Of the 444 patients aged <65 years, 297 received niraparib while 147 received placebo. Of the 289 patients aged ≥65 years, 190 received niraparib while 99 received placebo. Efficacy was comparable between both age-groups. In patients aged <65 years, PFS was 13.9 months and 8.2 months for those taking niraparib and placebo, respectively (hazard ratio [HR], 0.61; 95% confidence interval [CI], 0.47-0.81). For patients aged ≥65 years, PFS was 13.7 months and 8.1 months for those taking niraparib and placebo, respectively (HR, 0.53; 95% CI, 0.39-0.74).
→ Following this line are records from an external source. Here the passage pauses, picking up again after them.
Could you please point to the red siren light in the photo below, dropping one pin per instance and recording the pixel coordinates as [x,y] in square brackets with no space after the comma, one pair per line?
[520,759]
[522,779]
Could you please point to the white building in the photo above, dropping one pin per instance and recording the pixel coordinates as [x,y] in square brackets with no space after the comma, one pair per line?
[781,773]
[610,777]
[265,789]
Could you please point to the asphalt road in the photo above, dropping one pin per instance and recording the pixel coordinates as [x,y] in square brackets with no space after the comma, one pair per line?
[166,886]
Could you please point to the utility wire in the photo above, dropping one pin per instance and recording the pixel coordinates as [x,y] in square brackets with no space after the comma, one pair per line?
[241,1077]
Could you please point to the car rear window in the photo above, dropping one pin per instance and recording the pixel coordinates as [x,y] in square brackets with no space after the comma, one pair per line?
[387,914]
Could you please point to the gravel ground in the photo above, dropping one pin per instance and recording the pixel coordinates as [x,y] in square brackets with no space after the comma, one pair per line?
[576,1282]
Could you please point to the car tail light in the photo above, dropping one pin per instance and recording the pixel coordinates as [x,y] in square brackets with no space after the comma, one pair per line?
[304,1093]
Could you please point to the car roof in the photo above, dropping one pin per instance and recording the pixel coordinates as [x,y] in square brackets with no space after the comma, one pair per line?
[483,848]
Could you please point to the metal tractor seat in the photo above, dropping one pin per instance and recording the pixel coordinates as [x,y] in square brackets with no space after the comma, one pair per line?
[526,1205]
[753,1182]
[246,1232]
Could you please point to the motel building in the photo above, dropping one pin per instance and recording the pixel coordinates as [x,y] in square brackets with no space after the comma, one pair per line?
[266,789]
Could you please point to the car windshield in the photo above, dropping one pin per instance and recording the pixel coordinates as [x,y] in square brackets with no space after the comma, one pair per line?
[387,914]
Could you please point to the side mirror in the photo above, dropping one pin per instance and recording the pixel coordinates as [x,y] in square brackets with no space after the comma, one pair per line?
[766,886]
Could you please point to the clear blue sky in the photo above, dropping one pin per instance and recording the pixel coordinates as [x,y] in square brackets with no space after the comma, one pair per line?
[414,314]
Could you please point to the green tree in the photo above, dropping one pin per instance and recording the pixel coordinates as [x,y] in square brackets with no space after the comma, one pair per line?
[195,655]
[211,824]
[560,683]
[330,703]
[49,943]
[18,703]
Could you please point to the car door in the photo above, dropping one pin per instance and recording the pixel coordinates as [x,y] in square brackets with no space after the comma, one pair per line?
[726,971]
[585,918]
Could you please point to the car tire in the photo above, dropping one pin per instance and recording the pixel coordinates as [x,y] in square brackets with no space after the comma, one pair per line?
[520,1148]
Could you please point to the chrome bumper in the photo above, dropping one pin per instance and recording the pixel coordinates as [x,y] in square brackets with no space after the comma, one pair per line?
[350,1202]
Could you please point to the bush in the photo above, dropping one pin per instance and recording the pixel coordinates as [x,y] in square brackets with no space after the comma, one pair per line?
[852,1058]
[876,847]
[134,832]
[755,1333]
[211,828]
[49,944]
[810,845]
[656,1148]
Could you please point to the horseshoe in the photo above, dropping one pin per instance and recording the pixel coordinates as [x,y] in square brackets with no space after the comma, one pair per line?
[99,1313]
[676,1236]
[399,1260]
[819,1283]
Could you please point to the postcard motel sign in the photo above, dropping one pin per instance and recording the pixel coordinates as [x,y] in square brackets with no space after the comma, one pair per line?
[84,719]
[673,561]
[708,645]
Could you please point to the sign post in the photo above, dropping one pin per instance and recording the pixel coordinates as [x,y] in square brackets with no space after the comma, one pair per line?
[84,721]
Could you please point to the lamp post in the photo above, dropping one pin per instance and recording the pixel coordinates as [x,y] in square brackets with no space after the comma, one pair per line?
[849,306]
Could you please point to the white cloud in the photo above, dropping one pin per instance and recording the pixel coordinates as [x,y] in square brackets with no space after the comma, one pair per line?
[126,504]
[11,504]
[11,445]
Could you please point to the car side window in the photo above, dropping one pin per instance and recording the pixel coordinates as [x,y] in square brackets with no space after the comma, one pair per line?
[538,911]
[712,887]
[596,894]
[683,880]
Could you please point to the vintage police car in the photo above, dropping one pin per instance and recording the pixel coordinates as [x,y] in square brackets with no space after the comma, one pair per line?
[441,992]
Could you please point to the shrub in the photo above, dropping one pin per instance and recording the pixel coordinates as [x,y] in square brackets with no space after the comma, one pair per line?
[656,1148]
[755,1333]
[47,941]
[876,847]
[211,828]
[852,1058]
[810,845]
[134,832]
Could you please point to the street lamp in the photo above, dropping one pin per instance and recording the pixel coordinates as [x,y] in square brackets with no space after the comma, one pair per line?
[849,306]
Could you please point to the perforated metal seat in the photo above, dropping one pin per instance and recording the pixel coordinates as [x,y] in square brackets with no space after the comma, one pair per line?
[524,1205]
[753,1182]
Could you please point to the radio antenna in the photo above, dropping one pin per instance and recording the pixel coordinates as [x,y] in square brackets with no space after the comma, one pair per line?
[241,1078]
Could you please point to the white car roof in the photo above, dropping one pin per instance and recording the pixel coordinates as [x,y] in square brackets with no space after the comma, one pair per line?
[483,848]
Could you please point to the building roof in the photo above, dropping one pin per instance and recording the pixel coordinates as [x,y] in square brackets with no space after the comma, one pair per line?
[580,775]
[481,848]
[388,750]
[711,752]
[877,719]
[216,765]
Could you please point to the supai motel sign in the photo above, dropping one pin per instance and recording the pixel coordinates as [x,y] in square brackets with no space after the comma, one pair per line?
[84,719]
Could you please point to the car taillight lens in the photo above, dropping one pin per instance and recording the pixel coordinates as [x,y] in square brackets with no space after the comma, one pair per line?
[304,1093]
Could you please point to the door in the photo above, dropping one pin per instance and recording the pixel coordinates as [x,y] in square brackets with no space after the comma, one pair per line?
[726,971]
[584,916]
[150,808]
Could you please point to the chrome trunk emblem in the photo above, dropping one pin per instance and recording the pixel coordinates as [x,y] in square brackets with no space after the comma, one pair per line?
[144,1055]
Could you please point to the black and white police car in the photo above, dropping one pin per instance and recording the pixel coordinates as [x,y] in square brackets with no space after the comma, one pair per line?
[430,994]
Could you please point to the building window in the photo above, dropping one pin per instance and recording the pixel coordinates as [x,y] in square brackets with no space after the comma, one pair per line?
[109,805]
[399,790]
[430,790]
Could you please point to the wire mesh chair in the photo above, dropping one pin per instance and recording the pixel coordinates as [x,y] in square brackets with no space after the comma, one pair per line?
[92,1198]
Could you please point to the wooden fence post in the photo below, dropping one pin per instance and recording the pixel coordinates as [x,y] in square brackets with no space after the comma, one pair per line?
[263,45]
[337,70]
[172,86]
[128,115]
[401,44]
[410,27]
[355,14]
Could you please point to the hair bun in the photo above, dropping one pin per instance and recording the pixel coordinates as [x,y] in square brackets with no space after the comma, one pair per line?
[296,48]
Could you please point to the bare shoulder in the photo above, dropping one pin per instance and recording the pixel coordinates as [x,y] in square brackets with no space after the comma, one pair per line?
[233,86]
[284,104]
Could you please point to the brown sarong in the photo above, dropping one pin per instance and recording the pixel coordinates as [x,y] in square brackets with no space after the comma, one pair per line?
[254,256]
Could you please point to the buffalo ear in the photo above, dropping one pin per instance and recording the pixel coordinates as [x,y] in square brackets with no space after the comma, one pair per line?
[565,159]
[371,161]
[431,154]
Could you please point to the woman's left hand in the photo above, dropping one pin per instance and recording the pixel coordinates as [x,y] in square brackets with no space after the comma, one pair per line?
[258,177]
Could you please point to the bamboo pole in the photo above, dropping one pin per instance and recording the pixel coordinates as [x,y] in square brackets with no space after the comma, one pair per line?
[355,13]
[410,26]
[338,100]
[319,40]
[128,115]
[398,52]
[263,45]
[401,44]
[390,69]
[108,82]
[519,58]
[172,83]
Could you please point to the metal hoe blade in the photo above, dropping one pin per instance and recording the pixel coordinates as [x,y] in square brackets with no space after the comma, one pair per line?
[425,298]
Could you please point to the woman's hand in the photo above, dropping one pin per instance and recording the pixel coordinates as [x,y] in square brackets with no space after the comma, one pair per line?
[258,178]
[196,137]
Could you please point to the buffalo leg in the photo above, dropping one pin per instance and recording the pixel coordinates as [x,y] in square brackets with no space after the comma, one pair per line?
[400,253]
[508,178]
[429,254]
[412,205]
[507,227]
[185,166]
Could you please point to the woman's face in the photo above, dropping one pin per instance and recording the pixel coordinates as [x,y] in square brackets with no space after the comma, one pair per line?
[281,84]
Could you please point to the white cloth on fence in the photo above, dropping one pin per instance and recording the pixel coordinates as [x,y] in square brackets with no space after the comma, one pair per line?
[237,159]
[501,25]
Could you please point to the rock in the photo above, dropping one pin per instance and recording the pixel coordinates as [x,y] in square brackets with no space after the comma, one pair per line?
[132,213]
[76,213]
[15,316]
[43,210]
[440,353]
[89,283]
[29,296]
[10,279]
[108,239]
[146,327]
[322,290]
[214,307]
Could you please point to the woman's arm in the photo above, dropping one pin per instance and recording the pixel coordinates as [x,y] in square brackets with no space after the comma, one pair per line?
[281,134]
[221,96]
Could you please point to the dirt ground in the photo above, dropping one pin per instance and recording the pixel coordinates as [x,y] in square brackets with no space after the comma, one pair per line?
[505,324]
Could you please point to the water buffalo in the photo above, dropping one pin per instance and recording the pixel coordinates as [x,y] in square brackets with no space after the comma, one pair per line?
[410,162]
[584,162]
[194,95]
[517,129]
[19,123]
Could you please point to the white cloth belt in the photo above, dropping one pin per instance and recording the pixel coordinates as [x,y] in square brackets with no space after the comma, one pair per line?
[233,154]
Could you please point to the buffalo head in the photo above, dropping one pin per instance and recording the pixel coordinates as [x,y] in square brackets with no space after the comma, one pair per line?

In addition, both age-groups experienced similar types and frequency of any-grade and grade ≥3 treatment-emergent adverse events (TEAEs). For those aged <65 years receiving niraparib, any-grade events were experienced by 63.6% for thrombocytopenia, 62.9% for anemia, 51.7% for leukopenia, and 17.0% for hypertension. For those aged ≥65 years receiving niraparib, any-grade events were experienced by 70.5% for thrombocytopenia, 66.3% for anemia, 46.8% for leukopenia, and 19.5% for hypertension. For patients aged <65 years receiving niraparib, TEAEs grade ≥3 were experienced by 34.4% for thrombocytopenia, 33.3% for anemia, 21.4% for leukopenia, and 4.8% for hypertension. For those aged ≥65 years receiving niraparib, TEAEs grade ≥3 were encountered in 45.8% for thrombocytopenia, 27.4% for anemia, 22.1% for leukopenia, and 8.4% for hypertension.

A difference in grade ≥3 thrombocytopenia events was illustrated when comparing patients treated with a fixed starting dose of niraparib versus those treated with an individualized starting dose. For patients aged <65 years, 42.8% receiving a fixed dose and 18.0% receiving an individualized dose experienced grade ≥3 thrombocytopenia events. For patients aged ≥65 years, the results were 57.0% versus 26.1% for fixed versus individualized dose, respectively. Patient-reported outcomes and quality of life were assessed by FOSI and EQ-5D-5L and were found to be similar in both age-groups.

The authors completed the same type of analyses showing similar results when using a patient group age division threshold of 75 years versus 65 years, and concluded that age did not affect the efficacy and safety profile of niraparib and did not impact quality of life associated with niraparib treatment. However, individualized starting doses do improve the rate of grade ≥3 thrombocytopenia events.

Reference

Abstract and Poster 819P. ESMO 2020. September 19-21, 2020. Efficacy and safety of niraparib in older patients (pts) with advanced ovarian cancer (OC): results from the PRIMA/ENGOT-OV26/GOG-3012 trial.